SSRRS Posted August 8 Author Posted August 8 Thank you David, as always, your knowledge and experience is much appreciated. I just don't understand, if it's allowed, why don't owner only plans include this non consecutive allowance?
Bri Posted August 8 Posted August 8 I would suspect it's indeed the 415 issue, if the plan's aggressively maxing the owner out anyway. SSRRS and acm_acm 2
truphao Posted August 8 Posted August 8 usually plan's formula for oner-only plan is 10% of AAC (415 limit formula). Thus, there is no need to complicate things. SSRRS and acm_acm 2
Effen Posted August 8 Posted August 8 You can use a non-consecutive year average to determine the plan benefit. You can really use whatever you want, even a 1 year "average", however, the maximum 415 limit is still based on a highest 3-consecutive year average. Since the 415 maximum limits the benefit, most tax-shelter plans just use that for plan definition. I see highest 3 In the non-tax shelter world. I have several bargained plans that use a non-consecutive average. I don't like it in that setting because it leads to "spiking", where a person works a lot of overtime in a year, then coasts a few years. Lou S., acm_acm and CuseFan 3 The material provided and the opinions expressed in this post are for general informational purposes only and should not be used or relied upon as the basis for any action or inaction. You should obtain appropriate tax, legal, or other professional advice.

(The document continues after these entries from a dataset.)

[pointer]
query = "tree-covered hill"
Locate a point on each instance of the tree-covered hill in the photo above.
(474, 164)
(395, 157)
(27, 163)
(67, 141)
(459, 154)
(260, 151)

CuseFan Posted August 8 Posted August 8 Effen is correct - for benefit determination you need not use consecutive but for 415 FAE hi-3 it must be. Also, and this applies to traditional plans with employees that are integrated with social security, you lose 401(l) safe harbor if you use average of non-consecutive years. We took over a plan where prior actuary amended for non-consecutive years for the client (via an "end around" on the AA) but never told them their safe harbor design went away and they needed to general test. SSRRS, John Feldt ERPA CPC QPA and Bri 3 Kenneth M. Prell, CEBS, ERPA Vice President, BPAS Actuarial & Pension Services kprell@bpas.com
SSRRS Posted August 13 Author Posted August 13 Thank you very much, again, CuseFan, Effen, truphao, bri and David.